The Court may at any time correct a clerical mistake in a judgment or an order or an error arising in a judgment or an order from any accidental slip or omission.

  1. Notably, the power in r 36.07 is vested in the Court. As stated by the Master of the Rolls, Sir John Donaldson, in R v Cripps; Ex parte Muldoon, ‘the slip rule power is not a power granted to the trial judge as such’, but ‘one of the powers of the court, exercisable by a judge of the court who may or may not be the judge who was in fact the trial judge’.[4]  Rule 36.07 reflects the inherent jurisdiction of a court ‘at any time to correct an error in a decree or order arising from a slip or accidental omission’,[5] including those resulting from the inadvertence of a party's legal representative, ‘regardless of whether the order has been drawn up, passed and entered’. [6]

    [4][1984] 2 All ER 705 (‘Cripps’) at 710.

    [5]Shaddock & Associates Pty Ltd v Parramatta City Council(No 2) (1982) 151 CLR 590 (‘Shaddock’) at 594, quoting Milson v Carter [1893] AC 638 at 640.

    [6]Shaddock ibid; and Cripps (n 4).

  1. The power to correct an error extends to include an error in reasons for judgment. The relevant principles were explained by Chernov JA in Fletcher Construction Australia Ltd v Lines MacFarlane & Marshall Pty Ltd as follows:[7]

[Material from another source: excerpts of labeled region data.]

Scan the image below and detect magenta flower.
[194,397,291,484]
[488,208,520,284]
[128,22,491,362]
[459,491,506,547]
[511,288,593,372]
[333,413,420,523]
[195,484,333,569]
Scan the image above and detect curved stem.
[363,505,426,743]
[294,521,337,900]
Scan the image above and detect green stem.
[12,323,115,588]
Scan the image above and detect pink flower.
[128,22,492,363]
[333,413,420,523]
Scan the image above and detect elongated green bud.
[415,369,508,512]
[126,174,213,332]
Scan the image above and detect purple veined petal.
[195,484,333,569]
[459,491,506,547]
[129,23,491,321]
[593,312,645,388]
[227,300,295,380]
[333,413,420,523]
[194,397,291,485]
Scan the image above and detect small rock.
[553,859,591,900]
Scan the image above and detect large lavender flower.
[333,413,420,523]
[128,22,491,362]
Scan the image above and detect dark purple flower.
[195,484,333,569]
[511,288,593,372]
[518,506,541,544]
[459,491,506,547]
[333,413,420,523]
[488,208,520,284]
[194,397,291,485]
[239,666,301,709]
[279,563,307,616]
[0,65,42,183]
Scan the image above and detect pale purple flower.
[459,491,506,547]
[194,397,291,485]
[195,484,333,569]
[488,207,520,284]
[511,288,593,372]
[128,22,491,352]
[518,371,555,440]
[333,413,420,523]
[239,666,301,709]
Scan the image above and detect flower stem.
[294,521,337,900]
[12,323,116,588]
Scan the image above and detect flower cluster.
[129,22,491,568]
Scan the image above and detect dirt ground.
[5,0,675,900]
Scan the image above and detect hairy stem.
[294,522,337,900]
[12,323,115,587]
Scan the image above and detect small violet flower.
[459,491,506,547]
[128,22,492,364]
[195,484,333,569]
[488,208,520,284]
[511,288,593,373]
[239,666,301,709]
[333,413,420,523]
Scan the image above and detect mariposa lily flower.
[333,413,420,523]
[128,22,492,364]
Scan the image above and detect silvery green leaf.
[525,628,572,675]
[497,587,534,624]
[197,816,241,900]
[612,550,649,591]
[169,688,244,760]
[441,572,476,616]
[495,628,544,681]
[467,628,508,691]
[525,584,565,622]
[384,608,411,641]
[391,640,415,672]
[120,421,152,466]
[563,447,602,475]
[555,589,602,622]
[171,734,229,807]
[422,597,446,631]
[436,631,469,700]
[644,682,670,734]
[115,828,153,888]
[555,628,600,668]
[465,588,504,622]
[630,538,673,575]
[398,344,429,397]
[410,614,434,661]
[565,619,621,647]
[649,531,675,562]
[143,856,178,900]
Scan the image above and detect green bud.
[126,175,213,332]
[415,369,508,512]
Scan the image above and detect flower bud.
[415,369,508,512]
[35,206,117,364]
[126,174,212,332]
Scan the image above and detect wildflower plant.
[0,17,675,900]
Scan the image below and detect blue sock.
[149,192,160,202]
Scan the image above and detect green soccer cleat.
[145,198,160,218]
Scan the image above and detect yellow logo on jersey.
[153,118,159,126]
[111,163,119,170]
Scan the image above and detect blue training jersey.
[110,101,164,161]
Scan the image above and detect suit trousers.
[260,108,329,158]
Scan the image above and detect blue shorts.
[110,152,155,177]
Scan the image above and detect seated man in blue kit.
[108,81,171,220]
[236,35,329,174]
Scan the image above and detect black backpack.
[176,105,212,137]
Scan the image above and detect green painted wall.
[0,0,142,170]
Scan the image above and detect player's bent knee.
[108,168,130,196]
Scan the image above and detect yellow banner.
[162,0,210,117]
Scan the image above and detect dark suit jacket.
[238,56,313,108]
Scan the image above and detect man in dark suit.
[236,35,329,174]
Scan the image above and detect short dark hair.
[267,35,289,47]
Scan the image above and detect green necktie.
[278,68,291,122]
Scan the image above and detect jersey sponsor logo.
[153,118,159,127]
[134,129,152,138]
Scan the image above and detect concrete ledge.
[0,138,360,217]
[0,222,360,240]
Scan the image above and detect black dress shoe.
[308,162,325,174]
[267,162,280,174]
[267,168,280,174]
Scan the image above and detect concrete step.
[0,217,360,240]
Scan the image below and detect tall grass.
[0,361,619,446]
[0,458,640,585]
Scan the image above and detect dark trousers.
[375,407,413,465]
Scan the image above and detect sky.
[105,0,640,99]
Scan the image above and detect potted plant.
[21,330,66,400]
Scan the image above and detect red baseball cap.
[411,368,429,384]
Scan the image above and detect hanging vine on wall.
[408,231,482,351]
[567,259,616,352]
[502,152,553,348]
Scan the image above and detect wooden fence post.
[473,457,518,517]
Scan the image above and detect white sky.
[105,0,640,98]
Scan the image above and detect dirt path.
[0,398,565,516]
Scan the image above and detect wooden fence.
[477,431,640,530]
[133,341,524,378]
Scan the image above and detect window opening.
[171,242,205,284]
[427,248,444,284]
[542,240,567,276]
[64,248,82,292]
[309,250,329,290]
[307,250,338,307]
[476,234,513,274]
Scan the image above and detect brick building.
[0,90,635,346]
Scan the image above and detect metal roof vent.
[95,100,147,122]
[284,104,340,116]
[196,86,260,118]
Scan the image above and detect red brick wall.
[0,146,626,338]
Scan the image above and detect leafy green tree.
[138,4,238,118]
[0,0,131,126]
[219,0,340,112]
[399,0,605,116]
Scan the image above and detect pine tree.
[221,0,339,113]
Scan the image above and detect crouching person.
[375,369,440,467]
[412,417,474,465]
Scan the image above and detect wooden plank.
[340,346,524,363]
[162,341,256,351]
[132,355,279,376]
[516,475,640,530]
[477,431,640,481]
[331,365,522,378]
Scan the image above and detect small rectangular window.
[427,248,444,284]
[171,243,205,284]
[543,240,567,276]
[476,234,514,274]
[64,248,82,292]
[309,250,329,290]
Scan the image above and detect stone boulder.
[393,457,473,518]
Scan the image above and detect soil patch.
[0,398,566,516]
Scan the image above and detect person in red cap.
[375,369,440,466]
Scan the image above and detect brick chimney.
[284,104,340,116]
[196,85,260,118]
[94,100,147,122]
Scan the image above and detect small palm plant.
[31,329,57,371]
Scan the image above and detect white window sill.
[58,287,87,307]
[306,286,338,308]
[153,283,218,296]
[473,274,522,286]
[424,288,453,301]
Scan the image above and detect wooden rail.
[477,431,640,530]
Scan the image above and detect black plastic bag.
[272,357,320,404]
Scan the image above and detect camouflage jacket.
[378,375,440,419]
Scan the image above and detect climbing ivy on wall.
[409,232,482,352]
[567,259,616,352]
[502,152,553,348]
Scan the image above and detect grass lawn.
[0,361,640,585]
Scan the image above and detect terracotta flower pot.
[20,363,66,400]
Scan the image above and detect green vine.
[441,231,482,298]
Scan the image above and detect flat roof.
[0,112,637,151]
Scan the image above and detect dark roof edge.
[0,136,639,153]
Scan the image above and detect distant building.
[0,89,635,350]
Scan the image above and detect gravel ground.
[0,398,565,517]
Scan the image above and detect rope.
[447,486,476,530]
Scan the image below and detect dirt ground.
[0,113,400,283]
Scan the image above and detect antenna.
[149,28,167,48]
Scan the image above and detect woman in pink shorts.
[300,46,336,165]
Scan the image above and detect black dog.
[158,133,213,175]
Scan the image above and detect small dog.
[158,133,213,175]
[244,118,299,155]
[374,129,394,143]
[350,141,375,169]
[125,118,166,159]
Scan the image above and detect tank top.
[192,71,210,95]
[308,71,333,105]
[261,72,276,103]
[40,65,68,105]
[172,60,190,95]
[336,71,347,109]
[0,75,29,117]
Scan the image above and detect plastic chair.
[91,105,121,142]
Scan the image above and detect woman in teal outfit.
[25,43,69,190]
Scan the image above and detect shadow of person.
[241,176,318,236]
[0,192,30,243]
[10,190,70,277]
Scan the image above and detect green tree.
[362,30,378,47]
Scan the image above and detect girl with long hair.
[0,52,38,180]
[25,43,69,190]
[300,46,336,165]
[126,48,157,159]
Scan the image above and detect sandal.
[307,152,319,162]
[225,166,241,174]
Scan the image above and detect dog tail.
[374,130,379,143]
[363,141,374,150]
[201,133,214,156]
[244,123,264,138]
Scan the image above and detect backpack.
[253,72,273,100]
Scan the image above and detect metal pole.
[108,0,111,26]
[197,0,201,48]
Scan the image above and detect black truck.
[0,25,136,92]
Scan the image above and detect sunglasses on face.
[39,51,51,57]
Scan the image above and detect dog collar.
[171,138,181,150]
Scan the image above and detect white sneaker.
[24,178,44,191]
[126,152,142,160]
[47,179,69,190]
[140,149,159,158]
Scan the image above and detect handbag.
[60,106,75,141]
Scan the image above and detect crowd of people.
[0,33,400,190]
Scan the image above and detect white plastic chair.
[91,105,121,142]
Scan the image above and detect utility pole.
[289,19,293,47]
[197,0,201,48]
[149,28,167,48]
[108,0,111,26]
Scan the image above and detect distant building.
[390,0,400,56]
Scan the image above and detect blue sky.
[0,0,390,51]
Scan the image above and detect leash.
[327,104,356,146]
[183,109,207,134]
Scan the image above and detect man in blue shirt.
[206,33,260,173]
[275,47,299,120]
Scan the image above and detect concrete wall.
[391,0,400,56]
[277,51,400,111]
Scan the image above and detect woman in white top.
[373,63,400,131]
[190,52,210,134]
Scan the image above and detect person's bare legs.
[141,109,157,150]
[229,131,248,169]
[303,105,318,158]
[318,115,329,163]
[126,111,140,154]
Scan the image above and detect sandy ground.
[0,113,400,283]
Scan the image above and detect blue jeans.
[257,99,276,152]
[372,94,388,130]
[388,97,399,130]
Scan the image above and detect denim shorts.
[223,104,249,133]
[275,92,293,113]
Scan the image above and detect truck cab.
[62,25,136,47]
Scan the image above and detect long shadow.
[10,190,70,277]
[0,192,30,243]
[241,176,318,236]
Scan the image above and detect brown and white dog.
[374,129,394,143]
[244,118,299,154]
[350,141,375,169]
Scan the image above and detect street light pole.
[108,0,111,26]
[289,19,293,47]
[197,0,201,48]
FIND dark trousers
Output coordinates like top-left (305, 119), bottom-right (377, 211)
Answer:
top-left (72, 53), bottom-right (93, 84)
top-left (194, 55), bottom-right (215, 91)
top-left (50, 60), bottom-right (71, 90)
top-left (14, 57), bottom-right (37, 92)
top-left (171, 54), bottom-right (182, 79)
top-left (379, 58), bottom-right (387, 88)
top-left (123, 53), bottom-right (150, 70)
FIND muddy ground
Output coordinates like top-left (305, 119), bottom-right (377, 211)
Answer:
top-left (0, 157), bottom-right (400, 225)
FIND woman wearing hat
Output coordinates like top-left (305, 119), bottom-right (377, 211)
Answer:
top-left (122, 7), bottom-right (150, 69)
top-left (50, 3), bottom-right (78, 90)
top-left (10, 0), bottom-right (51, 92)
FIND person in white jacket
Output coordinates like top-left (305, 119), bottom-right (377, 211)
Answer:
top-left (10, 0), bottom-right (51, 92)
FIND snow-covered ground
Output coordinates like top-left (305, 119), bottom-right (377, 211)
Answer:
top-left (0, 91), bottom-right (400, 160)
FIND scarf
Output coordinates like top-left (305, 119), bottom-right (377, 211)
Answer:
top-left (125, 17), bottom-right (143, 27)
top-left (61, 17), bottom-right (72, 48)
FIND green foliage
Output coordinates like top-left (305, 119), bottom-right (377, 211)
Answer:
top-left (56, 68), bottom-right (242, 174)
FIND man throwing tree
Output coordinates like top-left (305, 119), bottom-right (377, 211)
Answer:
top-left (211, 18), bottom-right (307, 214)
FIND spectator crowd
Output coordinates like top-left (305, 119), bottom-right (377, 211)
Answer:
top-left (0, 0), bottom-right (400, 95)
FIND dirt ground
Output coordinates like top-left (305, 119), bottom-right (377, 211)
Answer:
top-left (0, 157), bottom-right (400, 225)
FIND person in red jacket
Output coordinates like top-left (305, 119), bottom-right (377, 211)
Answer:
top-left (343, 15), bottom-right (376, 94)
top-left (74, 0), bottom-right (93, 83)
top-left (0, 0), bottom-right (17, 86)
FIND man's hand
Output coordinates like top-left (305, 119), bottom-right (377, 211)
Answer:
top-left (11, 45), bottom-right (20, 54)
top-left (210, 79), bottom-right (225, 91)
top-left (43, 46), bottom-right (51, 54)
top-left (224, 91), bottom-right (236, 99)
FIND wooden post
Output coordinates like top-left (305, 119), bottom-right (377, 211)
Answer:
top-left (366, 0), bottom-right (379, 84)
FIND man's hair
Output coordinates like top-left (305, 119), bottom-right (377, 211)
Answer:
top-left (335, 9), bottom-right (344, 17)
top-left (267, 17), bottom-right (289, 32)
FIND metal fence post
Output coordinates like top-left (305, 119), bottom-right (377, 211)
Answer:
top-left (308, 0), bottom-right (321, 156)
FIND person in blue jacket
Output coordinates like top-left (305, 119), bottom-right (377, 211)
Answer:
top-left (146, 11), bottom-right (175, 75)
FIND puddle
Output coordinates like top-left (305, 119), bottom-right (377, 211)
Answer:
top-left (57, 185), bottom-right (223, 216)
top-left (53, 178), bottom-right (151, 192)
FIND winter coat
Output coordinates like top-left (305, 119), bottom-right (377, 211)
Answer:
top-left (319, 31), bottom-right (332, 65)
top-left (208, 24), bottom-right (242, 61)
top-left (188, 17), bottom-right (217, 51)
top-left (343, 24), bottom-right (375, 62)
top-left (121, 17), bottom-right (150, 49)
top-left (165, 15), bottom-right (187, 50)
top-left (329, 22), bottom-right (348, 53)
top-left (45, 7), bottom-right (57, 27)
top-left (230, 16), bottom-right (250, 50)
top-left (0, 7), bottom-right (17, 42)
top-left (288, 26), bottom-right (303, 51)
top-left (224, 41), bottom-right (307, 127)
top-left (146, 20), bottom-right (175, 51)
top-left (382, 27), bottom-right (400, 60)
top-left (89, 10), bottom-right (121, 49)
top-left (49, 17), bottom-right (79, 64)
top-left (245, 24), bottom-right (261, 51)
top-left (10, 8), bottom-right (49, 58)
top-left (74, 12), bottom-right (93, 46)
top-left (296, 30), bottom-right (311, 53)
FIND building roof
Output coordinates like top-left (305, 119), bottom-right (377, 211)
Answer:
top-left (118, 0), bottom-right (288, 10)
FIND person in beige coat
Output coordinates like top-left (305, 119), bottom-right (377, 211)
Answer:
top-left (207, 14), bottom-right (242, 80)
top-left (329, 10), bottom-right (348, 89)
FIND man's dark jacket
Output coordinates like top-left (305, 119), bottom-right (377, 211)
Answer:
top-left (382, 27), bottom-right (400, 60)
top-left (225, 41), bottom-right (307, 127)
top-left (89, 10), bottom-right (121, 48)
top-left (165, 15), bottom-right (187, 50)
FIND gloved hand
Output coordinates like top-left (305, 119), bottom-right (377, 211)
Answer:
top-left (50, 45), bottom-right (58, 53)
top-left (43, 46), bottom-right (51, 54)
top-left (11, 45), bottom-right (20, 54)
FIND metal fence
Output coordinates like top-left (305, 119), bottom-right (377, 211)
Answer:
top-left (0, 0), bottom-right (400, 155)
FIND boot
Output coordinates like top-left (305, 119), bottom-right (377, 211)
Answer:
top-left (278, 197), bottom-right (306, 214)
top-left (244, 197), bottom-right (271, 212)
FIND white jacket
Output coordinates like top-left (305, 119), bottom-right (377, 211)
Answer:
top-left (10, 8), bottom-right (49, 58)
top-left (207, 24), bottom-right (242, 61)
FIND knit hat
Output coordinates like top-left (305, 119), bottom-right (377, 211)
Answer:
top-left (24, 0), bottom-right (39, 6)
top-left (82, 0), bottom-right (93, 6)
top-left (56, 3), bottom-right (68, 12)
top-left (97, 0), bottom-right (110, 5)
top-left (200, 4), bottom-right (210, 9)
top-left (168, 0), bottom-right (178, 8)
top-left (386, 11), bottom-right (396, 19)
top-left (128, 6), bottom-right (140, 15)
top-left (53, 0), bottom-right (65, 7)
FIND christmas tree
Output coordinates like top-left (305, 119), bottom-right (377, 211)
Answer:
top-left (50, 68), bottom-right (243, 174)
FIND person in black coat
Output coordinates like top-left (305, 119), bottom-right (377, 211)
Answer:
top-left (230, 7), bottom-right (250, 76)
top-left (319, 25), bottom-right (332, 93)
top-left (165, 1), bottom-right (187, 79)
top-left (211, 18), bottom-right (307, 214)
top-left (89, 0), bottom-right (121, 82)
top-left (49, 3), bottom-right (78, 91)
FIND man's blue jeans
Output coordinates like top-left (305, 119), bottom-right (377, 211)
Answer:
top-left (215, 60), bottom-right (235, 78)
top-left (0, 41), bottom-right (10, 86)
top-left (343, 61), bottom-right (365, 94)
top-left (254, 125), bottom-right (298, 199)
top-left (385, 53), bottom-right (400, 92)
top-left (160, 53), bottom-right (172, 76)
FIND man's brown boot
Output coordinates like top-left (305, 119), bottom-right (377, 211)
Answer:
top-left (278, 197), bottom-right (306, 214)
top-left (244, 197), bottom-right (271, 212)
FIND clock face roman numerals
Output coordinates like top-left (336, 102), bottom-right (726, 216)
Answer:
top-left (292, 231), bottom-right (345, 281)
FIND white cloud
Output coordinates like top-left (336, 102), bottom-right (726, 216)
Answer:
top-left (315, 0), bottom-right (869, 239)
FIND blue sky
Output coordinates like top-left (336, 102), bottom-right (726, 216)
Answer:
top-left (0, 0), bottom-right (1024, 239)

The extent to which judges of a superior court may properly alter reasons for judgment subsequent to their being given may depend not only on whether the changes are sought to be made before or after judgment has been entered, but also on the nature and extent of the alterations. A litigant is entitled to a decision that is based on reasons that have led the judge to that conclusion. It would obviously impede the proper administration of justice and work unfairness to the parties if the judge could, at a later time, give different reasons for the decision which were crafted after judgment had been pronounced. Thus, the courts limit the rights of a judge to change the reasons, but they do so consistently with the practical requirements of justice.  … But once judgment is perfected the judge cannot, in substance, re-write the given reasons so as to give different reasons for the decision or, in the words of Willmer LJ in Bromley v Bromley, "put a different complexion on the issue in dispute". In Nakhla v McCarthy, Woodhouse J said that in general a judge cannot alter the reasons so as to modify or change the effect of the judgment once it has been perfected. Similarly, in Nova Scotia v Province of Nova Scotia, the Nova Scotia Court of Appeal held that once judgment is entered, the substance of the reasons cannot be changed; if correction is needed it can only be made by a higher court.

[7](2001) 4 VR 28 [49], citations omitted.

  1. His Honour summarised the position as follows:[8]

…ordinarily, even after judgment has been entered, it is permissible to change the given reasons provided that in substance they do not become different reasons as a result of the changes and provided the alterations are made within a period that is not unduly long in all the circumstances. … In Bar-Mordecai v Rotman it was held that ex tempore reasons can be altered by a judge provided the substance of them is not changed, nor are the orders which they sustain. There is no reason in principle why a like position should not apply to written judgments that have been published.

[8]Ibid [51], citations omitted.

  1. Consistent with the above principles, the Court will make orders providing for the name of the man in relation to whom Ms Sa’adat Khan committed the Index Offence to be redacted from the reasons for judgment, together with the names of two other persons referred to in the reasons for judgment by reference to whom the man may be able to be identified.  The making of an order to this effect is not controversial between the parties; neither does it affect in any way the substance of John Dixon J’s decision and the orders he made in the proceeding.  Given the rationale and need for the redactions, it is inconceivable that, if the matter had been brought to his Honour’s attention before orders were made and judgment was delivered in the proceeding, there would have been any difference of opinion in relation to the matter.